Erasing numbers from circle and writing down sum There are $50$ copies of the number $1$, and $50$ copies of the number $-1$, written _alternately_ in a circle. In each step, we pick an arbitrary number, write down the sum of the number and its two neighbors on another piece of paper, and erase that number. We do this until there are only $2$ numbers left. Prove that we will write down an even number of positive numbers. I can show that for one particular sequence of erasing, the statement is true. If we erase the numbers consecutively $1,-1,1,-1,\ldots$, we always write down the number $-1$, which means we write down an even number (i.e., none) of positive numbers. How can this be extended to an arbitrary sequence of erasing?

Generalization: any number of $1$s and $-1$s are written in a circle in any order, and the same steps are performed.
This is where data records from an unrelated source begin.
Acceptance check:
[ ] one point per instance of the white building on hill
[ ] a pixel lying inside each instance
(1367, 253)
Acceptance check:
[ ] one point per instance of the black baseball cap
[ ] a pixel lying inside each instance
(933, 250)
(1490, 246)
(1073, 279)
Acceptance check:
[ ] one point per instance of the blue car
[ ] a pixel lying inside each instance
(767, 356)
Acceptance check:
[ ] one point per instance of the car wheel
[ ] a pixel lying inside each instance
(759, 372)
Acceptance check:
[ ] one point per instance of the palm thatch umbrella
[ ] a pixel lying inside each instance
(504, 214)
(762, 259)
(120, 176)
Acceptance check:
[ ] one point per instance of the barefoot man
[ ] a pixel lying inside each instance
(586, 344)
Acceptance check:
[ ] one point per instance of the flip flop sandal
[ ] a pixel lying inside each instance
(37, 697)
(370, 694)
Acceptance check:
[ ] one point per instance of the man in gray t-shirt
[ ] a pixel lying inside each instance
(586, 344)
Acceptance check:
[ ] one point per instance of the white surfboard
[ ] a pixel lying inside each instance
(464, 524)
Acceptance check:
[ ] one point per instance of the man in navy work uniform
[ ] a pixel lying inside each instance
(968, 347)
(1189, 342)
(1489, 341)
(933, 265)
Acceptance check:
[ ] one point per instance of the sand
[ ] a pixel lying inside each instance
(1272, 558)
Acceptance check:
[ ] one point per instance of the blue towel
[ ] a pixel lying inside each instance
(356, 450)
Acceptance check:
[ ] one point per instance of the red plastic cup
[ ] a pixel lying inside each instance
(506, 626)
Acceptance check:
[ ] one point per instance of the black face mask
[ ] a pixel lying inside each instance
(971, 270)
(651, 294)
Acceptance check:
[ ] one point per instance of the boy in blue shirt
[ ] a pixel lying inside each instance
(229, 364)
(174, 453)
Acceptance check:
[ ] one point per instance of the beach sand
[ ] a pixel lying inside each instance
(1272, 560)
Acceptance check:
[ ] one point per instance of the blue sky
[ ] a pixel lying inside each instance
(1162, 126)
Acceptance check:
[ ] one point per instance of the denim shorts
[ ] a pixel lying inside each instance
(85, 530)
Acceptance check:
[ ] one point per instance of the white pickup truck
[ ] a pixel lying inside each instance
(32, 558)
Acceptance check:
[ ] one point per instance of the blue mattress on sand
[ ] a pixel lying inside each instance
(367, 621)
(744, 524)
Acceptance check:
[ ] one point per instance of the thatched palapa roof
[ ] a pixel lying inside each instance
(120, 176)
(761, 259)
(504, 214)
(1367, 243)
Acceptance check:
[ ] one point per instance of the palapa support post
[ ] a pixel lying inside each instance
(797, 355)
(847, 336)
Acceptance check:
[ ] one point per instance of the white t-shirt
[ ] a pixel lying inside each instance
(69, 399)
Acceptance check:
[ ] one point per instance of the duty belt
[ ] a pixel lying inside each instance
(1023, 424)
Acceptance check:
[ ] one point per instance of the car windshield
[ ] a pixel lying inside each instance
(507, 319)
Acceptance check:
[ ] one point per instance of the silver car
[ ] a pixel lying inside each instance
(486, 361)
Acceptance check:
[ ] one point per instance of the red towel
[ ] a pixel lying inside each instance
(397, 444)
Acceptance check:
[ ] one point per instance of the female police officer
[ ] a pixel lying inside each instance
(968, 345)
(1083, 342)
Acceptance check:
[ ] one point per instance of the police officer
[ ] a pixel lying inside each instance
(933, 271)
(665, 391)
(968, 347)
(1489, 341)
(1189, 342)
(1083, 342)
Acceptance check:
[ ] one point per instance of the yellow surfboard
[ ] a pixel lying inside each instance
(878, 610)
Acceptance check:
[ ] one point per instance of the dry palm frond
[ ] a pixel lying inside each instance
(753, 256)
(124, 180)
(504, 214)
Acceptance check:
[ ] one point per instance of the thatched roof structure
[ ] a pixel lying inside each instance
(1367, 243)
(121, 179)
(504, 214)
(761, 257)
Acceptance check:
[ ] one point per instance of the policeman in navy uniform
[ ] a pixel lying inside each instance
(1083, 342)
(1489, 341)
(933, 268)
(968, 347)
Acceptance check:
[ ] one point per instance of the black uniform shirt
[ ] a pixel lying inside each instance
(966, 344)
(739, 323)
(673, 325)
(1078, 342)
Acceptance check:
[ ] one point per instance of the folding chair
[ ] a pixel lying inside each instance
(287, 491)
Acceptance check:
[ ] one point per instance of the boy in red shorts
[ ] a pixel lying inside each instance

We claim that the number of positive numbers written down has the same parity as the number of pairs of consecutive $1$s in the original circle. (For example, if there are four $1$s in a row flanked by $-1$s, that counts as three pairs of consecutive $1$s.)

The generalization is easy to prove inductively, since the only moves that change the number of pairs of consecutive $1$s are to remove a $-1$ that's between two $1$s or to remove a $1$ that has a $1$ as a neighbor, both of which result in writing a positive number down.